The troopers below roared out the last verse of their marching song:
Much joy we reap by diddlin' sheep
In divers nooks and ditches
Nor give we a damn if they be rams—
We're hardy sons of bitches!
"Let's get moving, gentlemen. I expect some warm welcomes on the way to Old Residence."
"Compliments to Captain Suharez, and Company C to face left, on this line," Gerrin Staenbridge said. He sketched quickly on his notepad, and tore off the sheet to hand to the dispatch rider. The man tucked it under his jacket to shelter the drawing from the slow drizzle of rain.

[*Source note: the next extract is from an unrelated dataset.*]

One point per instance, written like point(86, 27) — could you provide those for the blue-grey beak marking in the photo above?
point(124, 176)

Gerrin raised his binoculars. The lancepoints of the Brigaderos cuirassiers were clearly visible behind the ridge there, four thousand meters out and to the west. From the way the pennants whipped backward, they were moving briskly. Bit of a risk to spread his front, but the fire of the other companies should cover it. Better to stop the flanking movement well out than to simply refuse his flank in place.
"And one gun," he added.
The messenger spurred, and the trumpet sounded. Men moved along the sunken lane to his front, where the main line of the two battalions faced north. A company crawled back and stood, then double-timed west in column of fours. Water spurted up from their boots, and squelched away from the gun that followed them, its dogs panting and skidding on the surface of wet earth and yellow leaves as they trundled out of sight to meet the enemy's flanking attack. The remaining men moved west to occupy the vacant space, spreading themselves in response to barked orders.

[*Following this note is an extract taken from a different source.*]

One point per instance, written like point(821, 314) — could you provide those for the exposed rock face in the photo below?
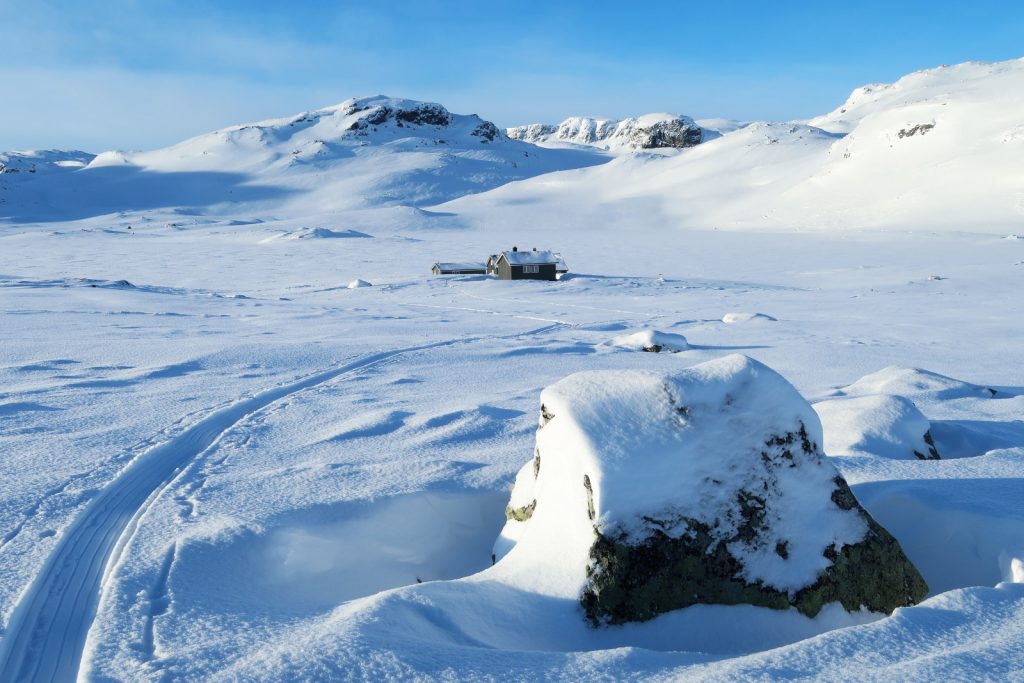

The paws of the colonel's dog squelched too as he rode down the lane; it was barely nine meters wide, rutted mud flanked on either side by tall maple and whipstick trees. North beyond that was a broad stretch of reaped wheat stubble with alfalfa showing green between the faded gold of the straw. Beyond that was a line of orchard, and the Brigaderos, those whose bodies weren't scattered across the field between from the first failed rush.